第27話 天才子役、なまだしあ誕生
あおいは撮影再開の時刻に無事に間に合った。現場に着くと、人が変わったように演技に向き合い、厳しい指導にも耐えた。もう、逃げ出したりはしない。そればかりか、演出に対して自分の意見をはっきり口にするようになった。
CMは、あおいが友達に明日も遊ぼうと誘われるが家族旅行のために断るシーンから始まり、寂しそうにしていたあおいが秋葉原グランドホテルに着くと、そのゴージャスさに目を奪われ満面の笑顔になるというものだった。ホテルのゴージャスさを宣伝するのが目的だ。
「ぬいぐるみは新品でなく、ボロボロの方が、愛着が表現できると思います」
ゴージャスというキーワードから、CMの製作会社が用意したのは新品特大のクマのぬいぐるみ。だが、あおいはボロボロのぬいぐるみを要求した。イメージしていたのは、太一からもらった御護り。CMの発注元である、グランドホテル社長の園田はワンマンで、全てを自分の思い通りにしたいという妙齢の女性。CM撮影の度に子役の演技にも注文をつけるので、途中で逃げ出す子役は今までにも何人もいた。園田はあおいも逃げたのではないかと思っていた。だが、時間通りに戻ってきて積極的に演技に入ろうとするあおいを見て密かに感銘を受けていた。
あおいもあおいで、太一からもらった御護りと、批判してくれる人を大切にしろという言葉を握りしめて、このワンマン女社長の要求の全てに応えようと必死だった。
「アンタ、休憩中になんかあったね」
「はい。

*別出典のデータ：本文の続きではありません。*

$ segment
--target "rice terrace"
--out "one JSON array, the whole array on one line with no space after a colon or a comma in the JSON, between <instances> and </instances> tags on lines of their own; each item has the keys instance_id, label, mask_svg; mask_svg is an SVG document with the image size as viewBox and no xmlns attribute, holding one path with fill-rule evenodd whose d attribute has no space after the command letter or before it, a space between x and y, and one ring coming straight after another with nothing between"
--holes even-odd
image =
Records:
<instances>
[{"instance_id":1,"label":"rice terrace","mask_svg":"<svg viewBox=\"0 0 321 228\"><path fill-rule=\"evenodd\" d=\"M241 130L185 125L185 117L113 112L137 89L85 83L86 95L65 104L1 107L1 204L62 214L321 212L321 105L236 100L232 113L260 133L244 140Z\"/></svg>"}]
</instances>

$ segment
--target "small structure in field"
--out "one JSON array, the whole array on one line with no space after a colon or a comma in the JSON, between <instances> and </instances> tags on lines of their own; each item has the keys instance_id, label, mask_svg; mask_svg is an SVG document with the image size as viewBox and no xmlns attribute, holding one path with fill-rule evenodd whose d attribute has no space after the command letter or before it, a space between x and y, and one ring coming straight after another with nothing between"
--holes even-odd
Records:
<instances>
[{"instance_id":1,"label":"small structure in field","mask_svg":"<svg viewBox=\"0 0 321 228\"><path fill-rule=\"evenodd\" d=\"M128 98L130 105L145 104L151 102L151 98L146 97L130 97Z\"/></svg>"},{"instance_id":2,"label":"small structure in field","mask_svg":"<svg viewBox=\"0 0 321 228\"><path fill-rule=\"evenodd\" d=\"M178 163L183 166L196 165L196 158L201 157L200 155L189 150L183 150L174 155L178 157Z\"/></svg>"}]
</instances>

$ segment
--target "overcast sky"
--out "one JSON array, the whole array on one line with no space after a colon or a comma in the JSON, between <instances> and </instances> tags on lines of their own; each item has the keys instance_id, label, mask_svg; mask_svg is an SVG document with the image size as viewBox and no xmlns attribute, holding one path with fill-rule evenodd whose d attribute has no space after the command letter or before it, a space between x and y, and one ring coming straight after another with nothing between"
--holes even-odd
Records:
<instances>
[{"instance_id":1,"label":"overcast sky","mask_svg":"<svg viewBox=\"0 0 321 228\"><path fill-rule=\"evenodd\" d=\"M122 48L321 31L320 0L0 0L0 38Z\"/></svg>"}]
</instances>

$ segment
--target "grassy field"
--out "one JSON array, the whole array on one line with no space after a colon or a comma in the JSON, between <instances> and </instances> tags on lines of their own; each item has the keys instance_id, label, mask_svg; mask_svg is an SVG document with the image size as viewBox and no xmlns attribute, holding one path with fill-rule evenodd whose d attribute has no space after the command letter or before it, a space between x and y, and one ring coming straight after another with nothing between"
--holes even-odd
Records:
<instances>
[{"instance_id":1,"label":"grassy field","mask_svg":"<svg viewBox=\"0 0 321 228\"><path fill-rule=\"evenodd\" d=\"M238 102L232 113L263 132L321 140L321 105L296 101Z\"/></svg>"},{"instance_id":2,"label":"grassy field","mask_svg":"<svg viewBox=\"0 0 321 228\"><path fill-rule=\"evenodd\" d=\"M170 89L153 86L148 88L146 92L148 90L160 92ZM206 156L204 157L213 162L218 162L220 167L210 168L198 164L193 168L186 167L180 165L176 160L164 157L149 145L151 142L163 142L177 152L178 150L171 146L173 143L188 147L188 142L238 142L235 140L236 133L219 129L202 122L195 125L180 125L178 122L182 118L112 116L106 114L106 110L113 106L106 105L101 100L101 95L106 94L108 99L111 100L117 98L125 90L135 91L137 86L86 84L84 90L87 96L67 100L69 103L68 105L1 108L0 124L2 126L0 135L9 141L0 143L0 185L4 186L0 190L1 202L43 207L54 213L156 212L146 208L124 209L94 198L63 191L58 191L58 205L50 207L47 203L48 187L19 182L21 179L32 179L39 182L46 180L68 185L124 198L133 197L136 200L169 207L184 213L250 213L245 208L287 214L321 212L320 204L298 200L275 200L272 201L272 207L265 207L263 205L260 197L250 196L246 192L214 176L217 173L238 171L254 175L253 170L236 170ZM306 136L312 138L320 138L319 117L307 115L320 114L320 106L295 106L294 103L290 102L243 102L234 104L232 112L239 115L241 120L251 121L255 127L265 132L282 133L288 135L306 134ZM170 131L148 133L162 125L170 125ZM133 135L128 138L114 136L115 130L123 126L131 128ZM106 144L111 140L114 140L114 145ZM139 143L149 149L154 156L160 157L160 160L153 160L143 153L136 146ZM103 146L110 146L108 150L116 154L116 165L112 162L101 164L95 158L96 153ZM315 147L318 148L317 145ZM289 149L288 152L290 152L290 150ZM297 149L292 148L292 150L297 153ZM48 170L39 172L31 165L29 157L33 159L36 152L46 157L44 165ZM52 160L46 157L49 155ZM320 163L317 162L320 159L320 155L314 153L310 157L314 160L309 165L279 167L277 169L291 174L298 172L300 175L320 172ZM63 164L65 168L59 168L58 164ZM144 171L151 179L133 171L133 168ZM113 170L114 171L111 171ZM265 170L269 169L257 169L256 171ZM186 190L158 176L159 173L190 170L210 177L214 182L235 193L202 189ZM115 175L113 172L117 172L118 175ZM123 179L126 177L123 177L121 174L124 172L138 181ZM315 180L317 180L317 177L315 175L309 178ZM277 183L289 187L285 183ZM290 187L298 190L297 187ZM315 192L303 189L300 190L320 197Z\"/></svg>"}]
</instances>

御護りを頂きました」
「ふん! 随分とボロボロだねぇ」
言葉とは裏腹に、ボロボロの御護りを見る園田の目には優しさが宿っていた。その目に太いマジックペンで書かれた文字を見ると一瞬顔をしかめた。まだ6歳のこの子役が、この短時間に恋をしたのかと勘繰った。だが、提案内容には一理ある。
「いいだろう。ボッロボロのに交換だ」
「はい。ありがとうございます!」
あおいは、それまでは恐れていた園田が、提案を受け入れてくれたのが嬉しくて、自信に繋がった。演技も波に乗り、撮影は順調に進んだ。
そしてこのCMは、この年のCM大賞に選ばれた。その後もあおいは、園田と末永くおつきあいを続け、いつしか天才と呼ばれる名子役へと成長した。